As I have discovered on all Leyla’s recordings, she grabs the listener on a higher level immediately because she is so musically adept. She has such a fine ear for melody and texture that her albums do not need hard work to hook you in and yet they also offer depth and maturity. Opening tune ‘Heart Of Gold’, which takes a thoughtful Hughes meditation on privilege and opposing societal statuses, is elemental in its acoustic simplicity. But McCalla doesn’t merely caress her cello in the traditional fashion, she is strumming it with vigour as Tom Pryor’s pedal steel and Joseph Dejarnette on bass make the song soar into the sky. The same thing happens on ‘Too Blue’, in which Hughes words are sung with a real Jazzy verve by Leyla as she swings along on her banjo and Luke Winslow King adds fine and breezy slide guitar; a sharp juxtaposition to a lyric that wonders where to turn when “nobody cares about you when you sink so low. What shall I do? What shall I say? Shall I take a gun and just put myself away?”

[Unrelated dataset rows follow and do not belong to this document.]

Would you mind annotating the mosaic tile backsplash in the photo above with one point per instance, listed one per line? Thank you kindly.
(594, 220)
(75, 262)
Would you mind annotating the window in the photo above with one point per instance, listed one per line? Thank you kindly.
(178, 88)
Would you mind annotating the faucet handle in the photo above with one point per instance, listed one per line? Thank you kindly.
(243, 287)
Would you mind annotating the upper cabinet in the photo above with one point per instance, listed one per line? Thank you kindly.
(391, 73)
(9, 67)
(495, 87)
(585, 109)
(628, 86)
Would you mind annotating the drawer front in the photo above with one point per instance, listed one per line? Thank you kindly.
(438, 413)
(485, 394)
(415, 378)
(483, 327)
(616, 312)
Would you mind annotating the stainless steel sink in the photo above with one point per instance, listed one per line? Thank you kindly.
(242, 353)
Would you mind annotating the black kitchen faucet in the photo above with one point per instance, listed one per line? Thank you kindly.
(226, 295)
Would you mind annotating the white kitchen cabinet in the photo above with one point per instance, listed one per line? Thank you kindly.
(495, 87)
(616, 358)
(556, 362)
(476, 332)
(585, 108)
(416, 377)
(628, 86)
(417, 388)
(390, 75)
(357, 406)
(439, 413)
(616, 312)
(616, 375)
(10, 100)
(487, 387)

In ‘Song For A Dark Girl’ Leyla brings her credentials as a solid purveyor of the blues to the table. She is a fine vocalist in this tradition, with flashes of Bessie Smith to my ears. In a tune that mourns how “they hung my black young lover to a crossroads tree” it is hard not to think of Billie Holiday too. It is true when you listen to these songs that you are hard pushed to imagine these Langston Hughes lyrics belonging in any setting other than yearning blues in the jazz vocal lineage. But my listening pleasure in this album is not limited to McCalla’s bringing Hughes words to life. Her journey into the core of the poets work lead to considering her own early life travels to Haiti which in turn prompted a growth in her knowledge of Haitian history; McCalla reports how this “deepened my perspective on blackness, politics and social dynamics”.
All this learning and cultural joining of the dots resulted in an album overflowing with genuinely fresh blooms from old roots. Traditional Haitian folk songs are thrown into this simmering melting pot which only added to the variety and vitality found on ‘Vari-Coloured Songs’. Making these connections enabled McCalla to highlight how Hughes had aimed to “legitimize Black vernacular by celebrating its nuances and expressions, taking it from the fringes of society to the heart of academia and the literary expression of Black culture”. By moulding these ambitions into a work that also, through her own words, reflected her first person experiences as a Black American woman and daughter of Haitian immigrants, ensured this solo debut was a work belonging firmly in the modern musical landscape. Leyla McCalla has taken huge leaps forward from this mature solo launch pad but, with this timely re-issue, it is an album that remains ripe for wider discovery; its delights are many and varied indeed.